Hockenbarger testified that she had been a member of the church for 8 years, picketed nearly every day, and had participated in the WBC's picketing since WBC began picketing 15 years ago. Hockenbarger stated that she did not believe the signs expressed a political viewpoint and that she did not carry them for a political purpose. Instead, her "goal [was] simply to tell the people how things [were] and how they should be properly living their lives." For an example of where WBC would picket, Hockenbarger stated that WBC had picketed the Democratic and the Republican conventions. She denied that the purpose of the picketing was political. Hockenbarger explained: "The purpose was to publish a message, particularly about the candidates that were to be nominated, to make sure that people understood the ramifications of putting a person into a place of power that doesn't serve the Lord their God." In reference to a sign about a local political figure, Hockenbarger explained why she believed the sign about the political figure was not political in nature:

"[T]he reason that we hold it isn't because we are—we care about the politics of it.

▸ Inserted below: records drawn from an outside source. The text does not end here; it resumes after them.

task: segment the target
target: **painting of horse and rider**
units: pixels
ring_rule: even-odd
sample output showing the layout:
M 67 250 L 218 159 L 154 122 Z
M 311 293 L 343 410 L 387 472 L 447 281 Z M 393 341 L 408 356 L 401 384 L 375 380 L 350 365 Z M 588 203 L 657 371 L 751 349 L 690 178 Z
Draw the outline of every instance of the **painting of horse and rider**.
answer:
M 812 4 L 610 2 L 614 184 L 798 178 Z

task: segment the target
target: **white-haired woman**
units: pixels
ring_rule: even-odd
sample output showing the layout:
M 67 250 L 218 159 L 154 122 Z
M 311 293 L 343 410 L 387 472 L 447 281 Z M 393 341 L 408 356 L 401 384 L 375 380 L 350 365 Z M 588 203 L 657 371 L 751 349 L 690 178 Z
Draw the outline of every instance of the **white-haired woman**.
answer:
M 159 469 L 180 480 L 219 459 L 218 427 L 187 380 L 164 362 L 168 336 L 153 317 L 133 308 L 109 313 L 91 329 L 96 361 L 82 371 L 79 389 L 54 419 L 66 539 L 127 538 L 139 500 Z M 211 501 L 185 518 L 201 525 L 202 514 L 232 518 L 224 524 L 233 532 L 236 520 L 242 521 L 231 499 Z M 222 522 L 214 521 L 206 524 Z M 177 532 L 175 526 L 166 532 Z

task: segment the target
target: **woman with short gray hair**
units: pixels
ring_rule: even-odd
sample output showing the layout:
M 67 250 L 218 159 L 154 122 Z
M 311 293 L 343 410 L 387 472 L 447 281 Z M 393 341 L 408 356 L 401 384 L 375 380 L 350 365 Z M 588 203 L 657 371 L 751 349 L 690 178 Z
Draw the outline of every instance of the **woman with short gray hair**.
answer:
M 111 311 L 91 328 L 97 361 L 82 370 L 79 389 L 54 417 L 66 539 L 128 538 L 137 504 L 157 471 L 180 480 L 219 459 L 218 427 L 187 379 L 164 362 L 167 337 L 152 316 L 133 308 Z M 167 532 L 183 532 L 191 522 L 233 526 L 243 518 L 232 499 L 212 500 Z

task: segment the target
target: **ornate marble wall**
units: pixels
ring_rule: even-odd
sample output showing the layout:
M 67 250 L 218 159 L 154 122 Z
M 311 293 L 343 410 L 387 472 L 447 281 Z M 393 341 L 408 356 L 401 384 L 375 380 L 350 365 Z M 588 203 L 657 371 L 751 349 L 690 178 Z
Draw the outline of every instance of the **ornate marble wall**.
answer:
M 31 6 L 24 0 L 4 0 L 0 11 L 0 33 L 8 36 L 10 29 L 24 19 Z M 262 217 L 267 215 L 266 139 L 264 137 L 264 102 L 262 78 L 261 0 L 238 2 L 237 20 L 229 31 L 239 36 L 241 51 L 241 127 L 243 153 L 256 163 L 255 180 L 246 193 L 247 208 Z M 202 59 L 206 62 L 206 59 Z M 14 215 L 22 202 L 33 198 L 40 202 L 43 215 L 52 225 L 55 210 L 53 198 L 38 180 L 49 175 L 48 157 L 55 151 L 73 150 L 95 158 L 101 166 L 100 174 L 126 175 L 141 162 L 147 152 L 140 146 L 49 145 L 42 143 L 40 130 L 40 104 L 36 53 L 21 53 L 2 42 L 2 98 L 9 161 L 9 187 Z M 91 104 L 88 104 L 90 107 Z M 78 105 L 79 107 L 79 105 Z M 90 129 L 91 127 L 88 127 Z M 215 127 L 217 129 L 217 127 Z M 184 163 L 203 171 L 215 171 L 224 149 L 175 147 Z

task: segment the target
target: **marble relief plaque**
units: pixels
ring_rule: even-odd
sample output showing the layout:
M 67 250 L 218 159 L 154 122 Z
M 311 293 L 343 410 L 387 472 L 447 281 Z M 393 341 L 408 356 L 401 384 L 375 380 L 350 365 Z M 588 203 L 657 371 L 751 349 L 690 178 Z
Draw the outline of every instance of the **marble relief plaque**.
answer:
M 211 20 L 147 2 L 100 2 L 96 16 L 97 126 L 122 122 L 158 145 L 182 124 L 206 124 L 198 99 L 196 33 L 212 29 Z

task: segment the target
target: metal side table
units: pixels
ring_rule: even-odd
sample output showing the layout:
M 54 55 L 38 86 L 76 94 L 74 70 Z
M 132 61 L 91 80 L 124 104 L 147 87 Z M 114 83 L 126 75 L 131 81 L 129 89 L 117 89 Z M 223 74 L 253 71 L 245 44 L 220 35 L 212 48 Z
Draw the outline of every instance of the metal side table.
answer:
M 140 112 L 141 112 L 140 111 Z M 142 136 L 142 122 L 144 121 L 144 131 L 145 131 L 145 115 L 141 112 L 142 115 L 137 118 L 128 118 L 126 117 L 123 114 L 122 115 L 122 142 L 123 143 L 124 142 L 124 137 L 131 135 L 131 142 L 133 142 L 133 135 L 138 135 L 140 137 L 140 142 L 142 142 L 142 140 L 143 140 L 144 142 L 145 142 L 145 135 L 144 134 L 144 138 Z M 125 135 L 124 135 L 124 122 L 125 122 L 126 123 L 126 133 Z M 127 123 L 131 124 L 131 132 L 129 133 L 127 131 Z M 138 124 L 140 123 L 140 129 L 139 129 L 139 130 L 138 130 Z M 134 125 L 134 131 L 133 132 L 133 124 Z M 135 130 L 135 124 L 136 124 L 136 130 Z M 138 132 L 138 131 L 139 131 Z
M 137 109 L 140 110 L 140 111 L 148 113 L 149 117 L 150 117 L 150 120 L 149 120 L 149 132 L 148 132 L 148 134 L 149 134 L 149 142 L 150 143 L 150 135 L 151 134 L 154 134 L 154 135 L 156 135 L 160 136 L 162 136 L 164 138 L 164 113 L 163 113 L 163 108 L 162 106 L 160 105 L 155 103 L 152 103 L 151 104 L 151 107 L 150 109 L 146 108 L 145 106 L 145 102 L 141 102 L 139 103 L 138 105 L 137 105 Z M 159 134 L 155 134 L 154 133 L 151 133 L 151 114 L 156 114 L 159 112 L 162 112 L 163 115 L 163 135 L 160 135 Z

We care about the mores of our society. We care about the moral issues of when you select a person to hold a position of power that is an open, out of the closet lesbian and what that teaches our children and that teaches them that that is a perfectly acceptable life-style and God Almighty said it's not."

Hockenbarger denied she expected to have any influence on the political outcome; in fact, she fully expected the person would still be put into office. Hockenbarger stated that she believed 99% of the time, the picketing had no influence on whether a community continued to support the targeted individual or organization.

Elizabeth Phelps, a member of the church, also testified that WBC's picketing activities were not done to influence government officials or change their behavior. Phelps testified that her decision to picket was based on Bible scriptures of prophets, apostles, and Christ. She maintained that the scriptures showed that Christ, apostles, and prophets spoke directly to the leaders of their day. Phelps testified that she sincerely held to her beliefs and that the passages helped form her decisions on whom to picket.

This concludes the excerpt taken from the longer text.